Our door catch retainer has a spacer fitted. Picture quality a little iffy due to zooming.

BTW it's a Bürstner part.

Regards

Mike


----------



## dragabed (May 24, 2008)

have a look on a site called "moore 4 motors"i think they have a shop on ebay


----------



## charlieivan (Apr 25, 2006)

Changed the one on our old van a couple of times but in the end just used a long bungee strap from handle to mirror. On current van same applies for garage door, just use long bungee strap from door to wheel.


----------



## HarleyDave (Jul 1, 2007)

This looks like it might do the job.

http://www.ebay.co.uk/itm/WHITE-DOO...ccessories&hash=item4abc24eb73#ht_1394wt_1111

Might have to get one myself - I have to use the long bungee to the mirror trick too...

Cheers

Dave


----------



## Penquin (Oct 15, 2007)

Ours has to have a spacer behind it to get it in the right place.....

it also needs to be replaced about every 18 months as they do not hold their shapes brilliantly - rubbish design methinks.......

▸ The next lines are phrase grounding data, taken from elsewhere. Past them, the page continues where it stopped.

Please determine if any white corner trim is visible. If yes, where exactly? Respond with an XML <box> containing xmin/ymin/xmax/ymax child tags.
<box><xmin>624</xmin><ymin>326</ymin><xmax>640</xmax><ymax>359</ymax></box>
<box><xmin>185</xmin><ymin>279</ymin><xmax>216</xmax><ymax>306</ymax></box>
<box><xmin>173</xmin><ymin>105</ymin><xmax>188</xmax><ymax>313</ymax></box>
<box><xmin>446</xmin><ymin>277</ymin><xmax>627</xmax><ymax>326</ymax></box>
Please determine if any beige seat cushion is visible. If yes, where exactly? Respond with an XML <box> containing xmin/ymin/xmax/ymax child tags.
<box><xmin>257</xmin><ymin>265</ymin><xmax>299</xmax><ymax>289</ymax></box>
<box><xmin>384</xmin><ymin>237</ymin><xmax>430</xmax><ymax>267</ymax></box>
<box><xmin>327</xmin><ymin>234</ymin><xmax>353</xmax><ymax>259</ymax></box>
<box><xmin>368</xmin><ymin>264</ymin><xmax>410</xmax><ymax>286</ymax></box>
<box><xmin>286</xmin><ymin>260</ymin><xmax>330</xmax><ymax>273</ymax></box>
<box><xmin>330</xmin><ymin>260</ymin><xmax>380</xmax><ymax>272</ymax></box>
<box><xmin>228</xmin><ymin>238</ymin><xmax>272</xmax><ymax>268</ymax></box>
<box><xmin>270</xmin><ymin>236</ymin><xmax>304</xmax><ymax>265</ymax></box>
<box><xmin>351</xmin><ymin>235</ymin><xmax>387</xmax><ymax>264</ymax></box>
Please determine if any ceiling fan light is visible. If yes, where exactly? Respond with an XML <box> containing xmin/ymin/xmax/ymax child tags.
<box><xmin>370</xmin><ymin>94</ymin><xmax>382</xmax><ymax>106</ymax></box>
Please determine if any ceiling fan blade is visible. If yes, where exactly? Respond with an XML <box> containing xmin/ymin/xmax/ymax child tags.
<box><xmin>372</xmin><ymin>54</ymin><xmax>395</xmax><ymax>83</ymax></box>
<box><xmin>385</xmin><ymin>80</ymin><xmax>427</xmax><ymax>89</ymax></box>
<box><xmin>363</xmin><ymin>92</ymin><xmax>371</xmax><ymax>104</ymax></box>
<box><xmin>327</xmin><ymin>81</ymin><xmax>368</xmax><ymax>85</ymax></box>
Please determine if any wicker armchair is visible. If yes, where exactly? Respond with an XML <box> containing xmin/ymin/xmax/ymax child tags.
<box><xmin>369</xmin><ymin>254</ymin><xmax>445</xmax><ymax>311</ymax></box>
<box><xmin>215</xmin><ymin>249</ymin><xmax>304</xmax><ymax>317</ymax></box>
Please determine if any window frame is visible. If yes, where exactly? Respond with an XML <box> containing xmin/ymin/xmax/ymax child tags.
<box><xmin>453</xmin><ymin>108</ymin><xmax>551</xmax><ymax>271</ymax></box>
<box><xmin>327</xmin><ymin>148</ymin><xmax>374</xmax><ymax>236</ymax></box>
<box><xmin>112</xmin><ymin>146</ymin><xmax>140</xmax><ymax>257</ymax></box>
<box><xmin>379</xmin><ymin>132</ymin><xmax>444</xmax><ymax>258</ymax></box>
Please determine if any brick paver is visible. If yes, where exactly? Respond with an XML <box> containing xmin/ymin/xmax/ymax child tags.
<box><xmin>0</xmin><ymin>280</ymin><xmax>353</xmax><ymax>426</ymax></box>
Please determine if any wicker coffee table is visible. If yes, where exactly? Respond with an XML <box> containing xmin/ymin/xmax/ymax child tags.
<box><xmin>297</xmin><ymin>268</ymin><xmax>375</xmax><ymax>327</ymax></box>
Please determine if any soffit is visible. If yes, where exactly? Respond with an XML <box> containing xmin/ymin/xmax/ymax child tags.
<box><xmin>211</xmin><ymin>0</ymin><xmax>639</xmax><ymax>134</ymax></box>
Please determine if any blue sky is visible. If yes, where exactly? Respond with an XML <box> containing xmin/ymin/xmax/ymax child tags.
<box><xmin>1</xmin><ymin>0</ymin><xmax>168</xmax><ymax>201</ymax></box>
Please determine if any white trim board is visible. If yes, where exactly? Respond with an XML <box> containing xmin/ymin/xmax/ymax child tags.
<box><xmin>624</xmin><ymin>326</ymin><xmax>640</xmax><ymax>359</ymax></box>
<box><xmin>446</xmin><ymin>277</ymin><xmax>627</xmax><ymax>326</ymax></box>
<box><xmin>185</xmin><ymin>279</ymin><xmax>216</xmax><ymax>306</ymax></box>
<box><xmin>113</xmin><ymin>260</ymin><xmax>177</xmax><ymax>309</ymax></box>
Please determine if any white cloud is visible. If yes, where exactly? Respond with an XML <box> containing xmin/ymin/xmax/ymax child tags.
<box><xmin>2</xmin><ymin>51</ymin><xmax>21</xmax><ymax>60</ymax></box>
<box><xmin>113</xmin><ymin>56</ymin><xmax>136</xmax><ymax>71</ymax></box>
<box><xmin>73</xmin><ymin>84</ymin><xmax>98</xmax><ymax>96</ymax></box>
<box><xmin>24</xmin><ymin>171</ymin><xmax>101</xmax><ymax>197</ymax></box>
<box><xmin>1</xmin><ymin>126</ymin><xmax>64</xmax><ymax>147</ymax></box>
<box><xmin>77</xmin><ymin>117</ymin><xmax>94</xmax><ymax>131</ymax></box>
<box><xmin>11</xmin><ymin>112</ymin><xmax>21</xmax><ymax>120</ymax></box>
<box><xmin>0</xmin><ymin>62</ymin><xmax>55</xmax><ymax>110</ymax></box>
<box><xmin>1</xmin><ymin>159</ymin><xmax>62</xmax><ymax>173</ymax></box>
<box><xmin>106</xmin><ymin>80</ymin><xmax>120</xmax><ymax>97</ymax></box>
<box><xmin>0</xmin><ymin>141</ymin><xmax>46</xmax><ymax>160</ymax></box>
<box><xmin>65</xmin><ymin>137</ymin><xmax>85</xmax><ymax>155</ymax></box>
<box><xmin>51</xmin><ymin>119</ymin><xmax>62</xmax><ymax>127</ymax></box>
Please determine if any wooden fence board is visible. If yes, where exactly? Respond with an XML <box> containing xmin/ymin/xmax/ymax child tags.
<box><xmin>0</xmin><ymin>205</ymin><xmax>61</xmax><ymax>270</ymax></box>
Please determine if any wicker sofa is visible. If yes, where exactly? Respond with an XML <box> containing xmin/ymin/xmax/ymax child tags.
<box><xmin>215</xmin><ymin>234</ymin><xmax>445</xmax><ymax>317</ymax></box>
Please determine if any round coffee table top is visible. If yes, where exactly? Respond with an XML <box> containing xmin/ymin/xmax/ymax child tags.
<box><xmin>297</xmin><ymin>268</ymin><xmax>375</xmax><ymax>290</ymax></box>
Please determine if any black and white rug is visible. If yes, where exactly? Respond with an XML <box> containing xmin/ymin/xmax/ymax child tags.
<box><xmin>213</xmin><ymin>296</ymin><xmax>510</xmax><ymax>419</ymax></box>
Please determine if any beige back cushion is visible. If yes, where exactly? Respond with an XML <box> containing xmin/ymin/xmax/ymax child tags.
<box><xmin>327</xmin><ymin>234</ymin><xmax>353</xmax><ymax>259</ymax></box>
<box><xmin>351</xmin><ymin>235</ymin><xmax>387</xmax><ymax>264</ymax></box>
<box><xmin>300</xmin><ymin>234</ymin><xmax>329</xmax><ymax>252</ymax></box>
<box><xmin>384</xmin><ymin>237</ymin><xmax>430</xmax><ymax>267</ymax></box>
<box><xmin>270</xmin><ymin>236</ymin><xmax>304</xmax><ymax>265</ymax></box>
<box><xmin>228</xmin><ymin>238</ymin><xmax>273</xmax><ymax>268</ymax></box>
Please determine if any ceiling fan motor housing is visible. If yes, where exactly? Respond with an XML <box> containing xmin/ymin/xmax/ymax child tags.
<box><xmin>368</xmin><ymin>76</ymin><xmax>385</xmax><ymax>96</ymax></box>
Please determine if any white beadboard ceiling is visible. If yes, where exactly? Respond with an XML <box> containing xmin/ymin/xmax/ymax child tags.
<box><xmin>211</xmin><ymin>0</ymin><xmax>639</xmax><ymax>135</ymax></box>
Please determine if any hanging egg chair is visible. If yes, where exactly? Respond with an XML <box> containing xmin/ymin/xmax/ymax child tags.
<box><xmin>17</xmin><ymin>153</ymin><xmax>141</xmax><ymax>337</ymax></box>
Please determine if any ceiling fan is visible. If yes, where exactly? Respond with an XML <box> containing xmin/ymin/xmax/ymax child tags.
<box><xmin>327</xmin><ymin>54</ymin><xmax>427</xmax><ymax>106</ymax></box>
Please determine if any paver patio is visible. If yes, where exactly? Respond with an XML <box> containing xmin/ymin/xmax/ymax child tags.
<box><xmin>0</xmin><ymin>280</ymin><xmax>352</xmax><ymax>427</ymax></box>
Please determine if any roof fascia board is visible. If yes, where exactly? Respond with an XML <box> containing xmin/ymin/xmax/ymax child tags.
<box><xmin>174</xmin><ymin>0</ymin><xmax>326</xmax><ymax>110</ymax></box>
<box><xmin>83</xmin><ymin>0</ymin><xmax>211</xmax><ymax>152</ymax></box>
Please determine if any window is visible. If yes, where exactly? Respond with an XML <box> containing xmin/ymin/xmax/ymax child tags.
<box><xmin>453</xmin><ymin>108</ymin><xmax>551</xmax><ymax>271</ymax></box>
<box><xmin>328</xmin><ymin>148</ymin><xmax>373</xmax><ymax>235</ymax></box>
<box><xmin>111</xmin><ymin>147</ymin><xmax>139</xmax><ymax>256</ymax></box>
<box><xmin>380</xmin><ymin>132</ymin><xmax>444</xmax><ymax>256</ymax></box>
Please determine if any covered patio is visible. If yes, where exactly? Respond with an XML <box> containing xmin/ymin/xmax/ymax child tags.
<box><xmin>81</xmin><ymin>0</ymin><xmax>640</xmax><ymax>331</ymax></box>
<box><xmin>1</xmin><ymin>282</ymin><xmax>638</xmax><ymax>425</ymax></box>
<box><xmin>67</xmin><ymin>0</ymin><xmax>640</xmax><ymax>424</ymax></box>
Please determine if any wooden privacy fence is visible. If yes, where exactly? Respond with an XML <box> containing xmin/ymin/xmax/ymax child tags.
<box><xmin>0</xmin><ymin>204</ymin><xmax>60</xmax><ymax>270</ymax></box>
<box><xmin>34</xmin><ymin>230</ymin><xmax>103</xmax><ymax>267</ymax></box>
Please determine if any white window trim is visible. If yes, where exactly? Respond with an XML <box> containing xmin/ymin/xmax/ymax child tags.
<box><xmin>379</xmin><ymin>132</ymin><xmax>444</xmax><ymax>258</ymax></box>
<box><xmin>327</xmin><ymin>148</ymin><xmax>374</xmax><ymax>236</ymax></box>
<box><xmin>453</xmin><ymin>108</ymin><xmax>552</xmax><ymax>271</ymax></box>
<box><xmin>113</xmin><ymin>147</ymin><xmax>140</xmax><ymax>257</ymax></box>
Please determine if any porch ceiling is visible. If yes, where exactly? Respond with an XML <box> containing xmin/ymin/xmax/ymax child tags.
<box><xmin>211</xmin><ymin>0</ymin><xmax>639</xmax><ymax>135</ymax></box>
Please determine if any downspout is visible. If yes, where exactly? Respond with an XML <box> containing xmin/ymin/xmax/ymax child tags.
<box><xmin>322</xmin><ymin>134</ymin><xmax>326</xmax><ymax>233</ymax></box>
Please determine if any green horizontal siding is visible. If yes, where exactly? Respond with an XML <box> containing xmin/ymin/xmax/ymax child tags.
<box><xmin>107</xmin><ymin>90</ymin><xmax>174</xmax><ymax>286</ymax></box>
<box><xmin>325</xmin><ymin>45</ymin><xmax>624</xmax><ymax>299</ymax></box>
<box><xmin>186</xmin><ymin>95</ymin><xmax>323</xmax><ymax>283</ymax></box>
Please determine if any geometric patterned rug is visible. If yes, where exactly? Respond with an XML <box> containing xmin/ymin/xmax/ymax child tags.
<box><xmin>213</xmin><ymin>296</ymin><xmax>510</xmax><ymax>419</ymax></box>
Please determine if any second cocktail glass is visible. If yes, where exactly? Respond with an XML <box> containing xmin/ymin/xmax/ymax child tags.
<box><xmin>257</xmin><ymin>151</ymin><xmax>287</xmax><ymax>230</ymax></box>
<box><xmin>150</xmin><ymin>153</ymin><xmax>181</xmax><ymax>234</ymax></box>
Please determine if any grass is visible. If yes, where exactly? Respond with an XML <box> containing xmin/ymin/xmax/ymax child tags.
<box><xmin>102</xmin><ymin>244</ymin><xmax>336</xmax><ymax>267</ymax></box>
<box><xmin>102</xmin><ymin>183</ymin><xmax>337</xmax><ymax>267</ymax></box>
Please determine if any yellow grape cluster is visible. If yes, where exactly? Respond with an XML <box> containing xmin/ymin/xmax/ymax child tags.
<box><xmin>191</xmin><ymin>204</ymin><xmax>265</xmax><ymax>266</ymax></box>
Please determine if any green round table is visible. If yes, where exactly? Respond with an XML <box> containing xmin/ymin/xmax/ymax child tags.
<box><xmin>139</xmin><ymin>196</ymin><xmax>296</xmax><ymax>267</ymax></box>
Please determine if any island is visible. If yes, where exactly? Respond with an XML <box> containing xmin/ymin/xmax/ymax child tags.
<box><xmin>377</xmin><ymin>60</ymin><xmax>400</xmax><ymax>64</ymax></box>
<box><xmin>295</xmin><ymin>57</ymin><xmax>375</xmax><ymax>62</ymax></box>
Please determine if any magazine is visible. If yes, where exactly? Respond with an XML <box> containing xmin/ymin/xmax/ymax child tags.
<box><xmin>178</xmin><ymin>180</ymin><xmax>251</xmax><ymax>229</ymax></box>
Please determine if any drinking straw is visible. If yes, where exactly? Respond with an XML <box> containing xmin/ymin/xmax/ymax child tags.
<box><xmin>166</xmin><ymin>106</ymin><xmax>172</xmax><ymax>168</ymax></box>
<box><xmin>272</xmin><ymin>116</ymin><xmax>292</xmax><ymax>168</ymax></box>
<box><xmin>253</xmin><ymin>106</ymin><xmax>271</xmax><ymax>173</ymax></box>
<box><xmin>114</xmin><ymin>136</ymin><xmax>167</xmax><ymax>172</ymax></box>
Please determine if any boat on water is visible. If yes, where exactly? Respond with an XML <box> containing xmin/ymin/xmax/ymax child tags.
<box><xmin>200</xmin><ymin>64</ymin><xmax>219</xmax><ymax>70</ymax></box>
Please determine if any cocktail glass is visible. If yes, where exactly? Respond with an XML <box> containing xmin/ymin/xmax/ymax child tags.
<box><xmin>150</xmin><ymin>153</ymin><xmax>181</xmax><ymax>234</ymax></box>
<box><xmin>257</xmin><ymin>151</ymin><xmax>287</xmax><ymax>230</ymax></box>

It used to be possible to get simple catches to drop over raised flaps etc - not sure if they are available but that would be safer - the ones that you have are also used on our lockers and generally fail when I am leaning down below it - I have the bruises to prove it.......

Dave


----------



## rotorywing (Jul 19, 2010)

HarleyDave said:


> This looks like it might do the job.
> 
> http://www.ebay.co.uk/itm/WHITE-DOO...ccessories&hash=item4abc24eb73#ht_1394wt_1111
> 
> ...


We have one of these, very strong. Does need a good firm push to lock it open but does the job

Martin


----------



## HarleyDave (Jul 1, 2007)

Thanks Martin - I'll give it a go

Cheers

Dave


----------



## jedi (Nov 22, 2007)

Try here:

http://chausson-flash02.blog.co.uk/2012/09/04/motor-home-door-catches-14670629/

It is amazing that a £60 000+ motorhome can still be fitted with these useless plastic catches. My 2002 Autotrail has a positive metal door catch that pushes to hold open but requires a push and twist to undo- excellent. My friends have just bought a 2012 Autotrail and they have reverted back to the cheap bit of plastic. 
Having said that my locker doors have the useless ones They soon wear out or break as the plastic hardens. To make matters worst they are riveted on so require drilling out and re-rivetting.

In the meantime join the ever growing band of motorhomers with bungees or ropes tied around the wing mirror 

Jed


----------



## alshymer (Nov 4, 2007)

*Door retainers*

Hi 
Thanks for all the replies.
It seems that there are many different types, the only trouble being that the Hymer one I have are around 100mm long and everything else seems so much shorter, so I am going to have at least one hole showing, if I change.
Regards
Alshymer


----------



## rotorywing (Jul 19, 2010)

rotorywing said:


> HarleyDave said:
> 
> 
> > This looks like it might do the job.
> ...


If you can install the catch level with the middle of the door it will make easier to give it a firm push. Ours is located at the top of the door which means that I have to reach up to push the door in the correct place. Since I installed one of these retainers the door has never slammed shut !

Martin


----------